Czy odczujemy kłopoty śląskiej kolei?
- Kolejarze nie wykluczają zatrzymania pociągów Przewozów Regionalnych na terenie województwa śląskiego - mówi Marek Szurgot, przewodniczący Związku Zawodowego Dyżurnych Ruchu PKP w Opolu i dodaje, że kłopoty śląskiej spółki mogą przełożyć się na obsługę opolskich podróżujących.
- Jeszcze do tego dojdzie, że koleje śląskie będą miały swoją taryfę, swoje bilety, a Przewozy Regionalne swoje. Jak ktoś będzie musiał kupować bilety u dwóch przewoźników, to automatycznie wyjdzie drożej. Według naszych wyliczeń 80% obecnych podróżnych może odejść z kolei i przejść na transport samochodowy - tłumaczy Szurgot:
Przewozy Regionalne w województwie śląskim nie wypłaciły w terminie pełnych wynagrodzeń blisko półtora tysiąca pracownikom tego zakładu. Powód? Marszałek woj. śląskiego zaprzestał regulowania należności tłumacząc, że zakończona umowa okresowa z Przewozami Regionalnymi nie została ani rozliczona, ani aneksowana.
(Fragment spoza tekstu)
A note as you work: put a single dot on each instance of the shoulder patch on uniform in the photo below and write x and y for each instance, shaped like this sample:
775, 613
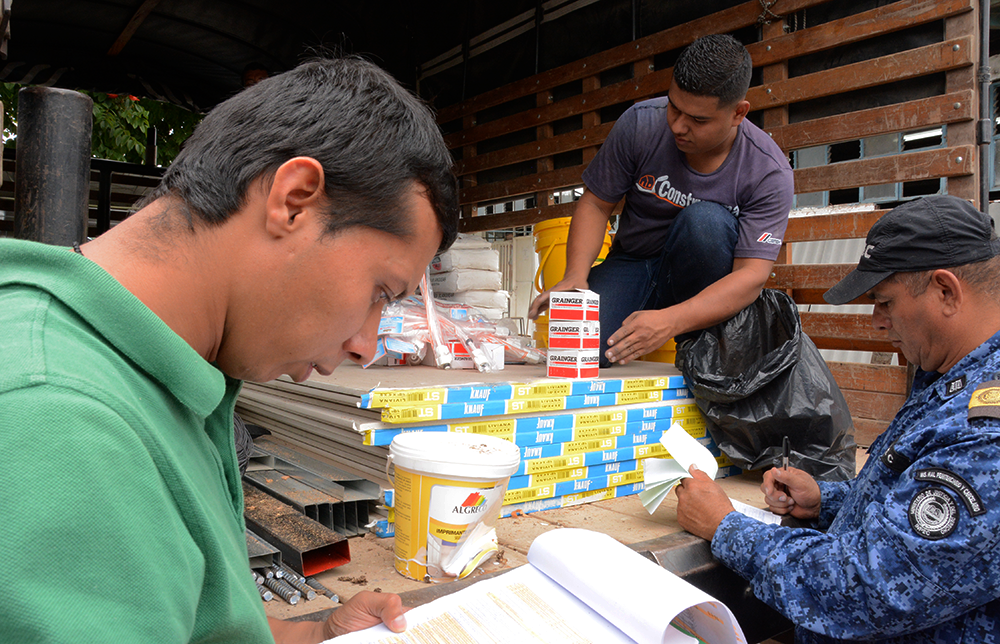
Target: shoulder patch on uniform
894, 460
985, 400
957, 484
933, 513
952, 387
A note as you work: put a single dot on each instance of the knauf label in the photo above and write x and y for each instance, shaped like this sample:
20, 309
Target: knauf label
449, 488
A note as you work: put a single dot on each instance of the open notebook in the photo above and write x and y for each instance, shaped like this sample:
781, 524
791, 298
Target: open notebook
579, 586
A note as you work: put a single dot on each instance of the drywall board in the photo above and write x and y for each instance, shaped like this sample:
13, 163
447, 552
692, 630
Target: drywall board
351, 380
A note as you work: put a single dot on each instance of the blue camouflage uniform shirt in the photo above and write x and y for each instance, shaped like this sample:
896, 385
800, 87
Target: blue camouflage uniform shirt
911, 548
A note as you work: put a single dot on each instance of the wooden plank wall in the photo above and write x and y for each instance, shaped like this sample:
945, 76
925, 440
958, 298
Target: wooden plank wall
874, 391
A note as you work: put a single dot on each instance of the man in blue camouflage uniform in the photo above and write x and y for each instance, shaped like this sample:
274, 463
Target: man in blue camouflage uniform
908, 551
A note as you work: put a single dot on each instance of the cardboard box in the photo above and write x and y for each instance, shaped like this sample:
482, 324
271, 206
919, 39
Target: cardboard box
574, 305
462, 359
573, 363
574, 334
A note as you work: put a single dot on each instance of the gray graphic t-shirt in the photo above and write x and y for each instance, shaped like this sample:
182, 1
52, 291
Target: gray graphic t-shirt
640, 161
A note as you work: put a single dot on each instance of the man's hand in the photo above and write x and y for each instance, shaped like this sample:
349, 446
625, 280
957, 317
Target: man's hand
541, 303
791, 491
364, 610
641, 333
701, 504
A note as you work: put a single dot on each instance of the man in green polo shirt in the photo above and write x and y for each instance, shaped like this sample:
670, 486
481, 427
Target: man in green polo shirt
295, 211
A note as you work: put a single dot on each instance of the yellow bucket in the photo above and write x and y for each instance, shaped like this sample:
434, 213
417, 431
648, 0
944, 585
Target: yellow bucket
550, 244
541, 334
448, 491
666, 353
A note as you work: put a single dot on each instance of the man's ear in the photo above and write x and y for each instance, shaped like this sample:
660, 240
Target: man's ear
740, 112
296, 190
949, 290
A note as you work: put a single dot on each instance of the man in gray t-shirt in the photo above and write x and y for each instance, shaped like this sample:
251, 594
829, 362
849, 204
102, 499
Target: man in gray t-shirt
707, 196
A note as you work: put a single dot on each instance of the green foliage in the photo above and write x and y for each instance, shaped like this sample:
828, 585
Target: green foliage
121, 123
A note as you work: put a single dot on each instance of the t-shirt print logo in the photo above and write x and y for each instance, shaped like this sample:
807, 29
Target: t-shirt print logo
660, 188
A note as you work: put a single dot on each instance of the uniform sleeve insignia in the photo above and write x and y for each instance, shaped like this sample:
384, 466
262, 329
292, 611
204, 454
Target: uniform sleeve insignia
985, 400
952, 387
933, 513
957, 484
894, 460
Dzisiaj (16.10) z powodu zwolnienia chorobowego 50 maszynistów nie pojadą pociągi z Katowic do Wodzisławia, Bielska-Białej oraz do Kielc. Na trasie Czechowice-Dziedzice wprowadzono komunikację zastępczą.
Jutro (17.10) Związek Zawodowy Dyżurnych Ruchu PKP spotyka się w Warszawie, gdzie związkowcy będą dyskutowali o dalszej pomocy dla kolegów z województwa śląskiego. Nie wykluczają rozszerzenia protestu na inne regiony.